Once the visible surface is known the next step is to compute the value of the pixel using a **shading model**, which can be made out of simple heuristics or elaborate numeric computations

A shading model is designed to *capture the process of light reflection on a surface*, the important variables in this process are

- \(\mathbf{p}\) (intersection point) - the intersection point between a surface and a ray
- \(\mathbf{l}\) (light direction) - a unit vector pointing from the surface towards a light source, computed by normalizing the vector between the intersection point \(\mathbf{p}\) and the light source position \(\mathbf{l_s}\)
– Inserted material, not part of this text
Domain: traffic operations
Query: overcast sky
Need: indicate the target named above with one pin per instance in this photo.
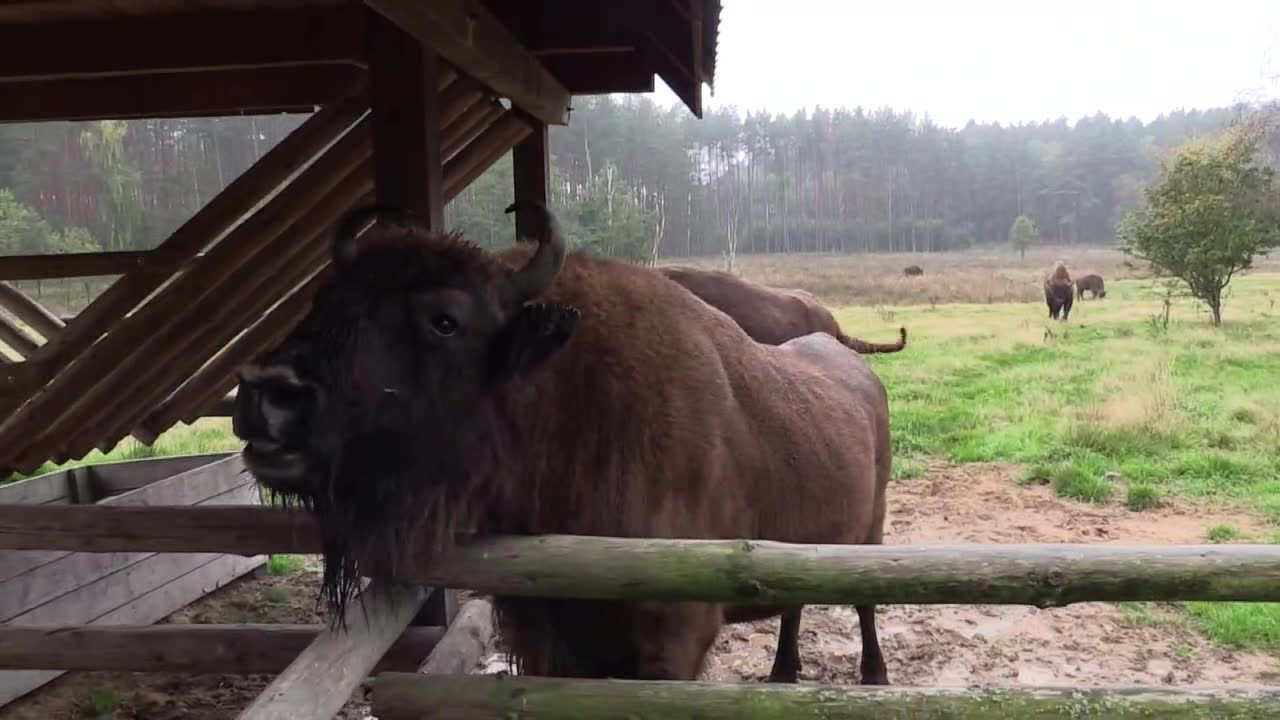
(1002, 60)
\[ \mathbf{l} = \frac{\mathbf{l_s - p}}{\norm{\mathbf{l_s - p}}} \]

- \(\mathbf{v}\) (view direction) - a unit vector pointing from the surface towards the place the ray is emitted from, it's computed by normalizing the vector between the intersection point \(\mathbf{p}\) and the ray origin \(\mathbf{ray_{origin}}\)
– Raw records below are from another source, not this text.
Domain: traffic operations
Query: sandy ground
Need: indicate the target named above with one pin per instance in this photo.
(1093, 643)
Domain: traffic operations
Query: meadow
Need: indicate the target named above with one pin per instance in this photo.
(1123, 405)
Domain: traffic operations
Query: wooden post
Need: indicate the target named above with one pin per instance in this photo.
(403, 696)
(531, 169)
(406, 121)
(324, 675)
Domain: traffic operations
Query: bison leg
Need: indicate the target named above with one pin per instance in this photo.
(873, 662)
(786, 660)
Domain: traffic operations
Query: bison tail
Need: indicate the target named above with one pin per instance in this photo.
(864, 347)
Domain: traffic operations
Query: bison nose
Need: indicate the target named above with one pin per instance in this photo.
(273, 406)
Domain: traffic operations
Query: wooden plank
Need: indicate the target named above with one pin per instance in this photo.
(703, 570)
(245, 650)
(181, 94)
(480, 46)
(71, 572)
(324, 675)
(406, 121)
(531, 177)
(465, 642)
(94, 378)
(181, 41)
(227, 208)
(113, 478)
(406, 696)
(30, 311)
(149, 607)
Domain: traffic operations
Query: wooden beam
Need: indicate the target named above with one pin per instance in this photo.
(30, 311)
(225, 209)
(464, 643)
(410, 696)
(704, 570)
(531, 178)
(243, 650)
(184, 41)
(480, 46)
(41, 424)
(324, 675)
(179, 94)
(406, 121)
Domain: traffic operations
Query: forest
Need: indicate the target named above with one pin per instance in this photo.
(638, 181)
\[ \mathbf{v} = \frac{\mathbf{ray_{origin} - p}}{\norm{\mathbf{ray_{origin} - p}}} \quad \text{or} \quad \mathbf{v} = -\mathbf{d} \]

- \(\mathbf{n}\) (surface normal) - a unit vector perpendicular to the surface at the point where the reflection is taking place
- other characteristics of the light source and the surface depending on the shading model

### Lambertian shading

One of the simplest shading models discovered by Lambert in the 18th century, the amount of energy from a light source that falls on a surface depends on the angle of the surface to the light

- A surface facing directly the light receives maximum illumination
- A surface tangent to the light receives no illumination
- A surface facing away from the light receives no illumination

Thus the illumination is proportional to the cosine of the angle between \(\mathbf{n}\) and \(\mathbf{l}\) i.e. \(\mathbf{n \cdot l} = \cos{\theta}\), the color of the pixel is then

\[ L = k_d \; I \; max(0, \mathbf{n \cdot l}) \]

Where

- \(k_d\) is the diffuse coefficient, a characteristic of the surface
- \(I\) is the intensity of the light source

Additional notes of this model

- The model is view independent
- The color of the surface appears to have a very matte, chalky appearance

### Blinn-Phong shading

Many surfaces show some degree of highlights (shininess) or *specular reflections* that appear to move as the viewpoint changes, the idea is to produce reflections when \(\mathbf{v}\) and \(\mathbf{l}\) are positioned symmetrically across the surface normal

- the half vector \(\mathbf{h}\) is a unit vector that goes through the bisector of the angle between \(\mathbf{v}\) and \(\mathbf{l}\)

\[ \mathbf{h} = \frac{\mathbf{v + l}}{\norm{\mathbf{v + l}}} \]

Also

- if \(\mathbf{h}\) is near \(\mathbf{n}\) then the specular component should be bright, if it's far away it should be dim, therefore the illumination is proportional to the cosine of the angle between \(\mathbf{n}\) and \(\mathbf{h}\) i.e. \(\mathbf{n \cdot h} = \cos {\theta}\)
- the specular component decreases exponentially when \(\mathbf{h}\) is far away from \(\mathbf{n}\), therefore the result is taken to the \(p\) power, \(p > 1\) to make it decrease faster

The color of the pixel is then

\[ L = k_d \; I \; max(0, \mathbf{n \cdot l}) + k_s \; I \; max(0, \mathbf{n \cdot h})^p \]

Where

- \(k_s\) is the specular coefficient, a characteristic of the surface
- \(I\) is the intensity of the light source
- \(p\) is a variable that controls how fast the result decreases

Note that the color of the pixel is the overall contribution of both the lambertian shading model and the blinn-phong shading model

### Ambient shading

Surfaces that receive no illumination are rendered completely black, to avoid this a constant component is added to the shading model, the color depends entirely on the object hit with no dependence on the surface geometry

\[ L = k_a \; I_a + k_d \; I \; max(0, \mathbf{n \cdot l}) + k_s \; I \; max(0, \mathbf{n \cdot h})^p \]

Where

- \(k_a\) is the surface ambient coefficient
- \(I_a\) is the ambient light intensity

- Shirley, P. and Ashikhmin, M. (2005). Fundamentals of computer graphics. Wellesley, Mass.: AK Peters.